First, we made the shortbread early. We used this recipe again, and I have to say the boys found it pretty tricky trying to cut shapes from the piping consistency dough, but if you can overlook the wonky edges, the end result was delicious! As Cherub held his tray up for the photo, he said, proudly, I'm a chef.
Second: We went to a friend's great big Christmas party at her frankly magnificent house in Hawthorn. And when I say big party, I'm talking TWO bouncing castles, pony rides, face-painting and a magician kind of big. My friend -an ex tap student- got us all to bring a present for the Salvos Giving Tree which I thought was a fantastic idea. Two years ago her lovely oldest daughter learned tap with Climber's class, and she and Climber had this great spark together, so although they're a bit shy when they see each other again it's not long before they're showing off for each other. Sadly, I had to drag the kids away from the ace party before they saw whether the bunny rabbit survived the box with the spikes and knives through it, and although they'd been a bit shy and dubious about the party to start with they were most reluctant to leave.
Thirdly and finally, I hastily dropped the kids with Fixit so that I could scoot out to The Arts Centre to meet the lovely Fairlie for a Theatre Date.
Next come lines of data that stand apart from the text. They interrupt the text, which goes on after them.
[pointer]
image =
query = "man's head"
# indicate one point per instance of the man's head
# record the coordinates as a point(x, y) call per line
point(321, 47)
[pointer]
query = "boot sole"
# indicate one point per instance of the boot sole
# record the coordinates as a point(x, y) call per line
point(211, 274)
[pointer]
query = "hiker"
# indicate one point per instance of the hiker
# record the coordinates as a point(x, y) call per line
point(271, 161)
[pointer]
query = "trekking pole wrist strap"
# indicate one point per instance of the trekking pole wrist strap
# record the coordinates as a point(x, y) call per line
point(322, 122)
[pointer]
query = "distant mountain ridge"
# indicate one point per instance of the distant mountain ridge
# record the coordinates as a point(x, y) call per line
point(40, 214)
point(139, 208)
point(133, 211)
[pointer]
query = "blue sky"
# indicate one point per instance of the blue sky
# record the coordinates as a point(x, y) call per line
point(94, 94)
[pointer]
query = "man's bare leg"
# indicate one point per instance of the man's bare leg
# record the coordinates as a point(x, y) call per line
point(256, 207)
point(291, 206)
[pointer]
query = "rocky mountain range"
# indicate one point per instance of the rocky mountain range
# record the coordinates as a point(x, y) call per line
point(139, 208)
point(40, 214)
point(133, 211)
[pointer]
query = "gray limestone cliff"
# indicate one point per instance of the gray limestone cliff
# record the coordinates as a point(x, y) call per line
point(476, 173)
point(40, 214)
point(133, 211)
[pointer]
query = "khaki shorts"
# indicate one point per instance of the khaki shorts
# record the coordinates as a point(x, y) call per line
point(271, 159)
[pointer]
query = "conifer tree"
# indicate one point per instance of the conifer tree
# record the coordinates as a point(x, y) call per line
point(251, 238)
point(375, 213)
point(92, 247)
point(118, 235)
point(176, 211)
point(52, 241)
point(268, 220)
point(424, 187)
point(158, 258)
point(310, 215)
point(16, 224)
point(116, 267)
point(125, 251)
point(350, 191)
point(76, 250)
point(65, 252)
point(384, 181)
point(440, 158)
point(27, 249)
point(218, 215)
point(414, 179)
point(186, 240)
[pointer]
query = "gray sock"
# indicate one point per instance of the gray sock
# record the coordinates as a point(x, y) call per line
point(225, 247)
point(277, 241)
We saw the MTC production of Songs For Nobodies, by Joanna Murray-Smith. The play was specifically written to showcase the amazing singing talents of Bernadette Robinson. The official blurb is:
In Joanna Murray-Smith’s Songs for Nobodies we meet five anonymous women whose brushes with fame had a profound effect on their lives, interleaved with the songs that gave them heart.Bernadette Robinson's voice is extraordinary, her renditions of Garland, Cline, Piaf, Holiday and Callas are spookily good, and the play is excellently written to match the wonderful singing. If you get the chance to see this play you really should, it was 90 minutes of magic. I think my favourite was the Edith Piaf story, but they were all great.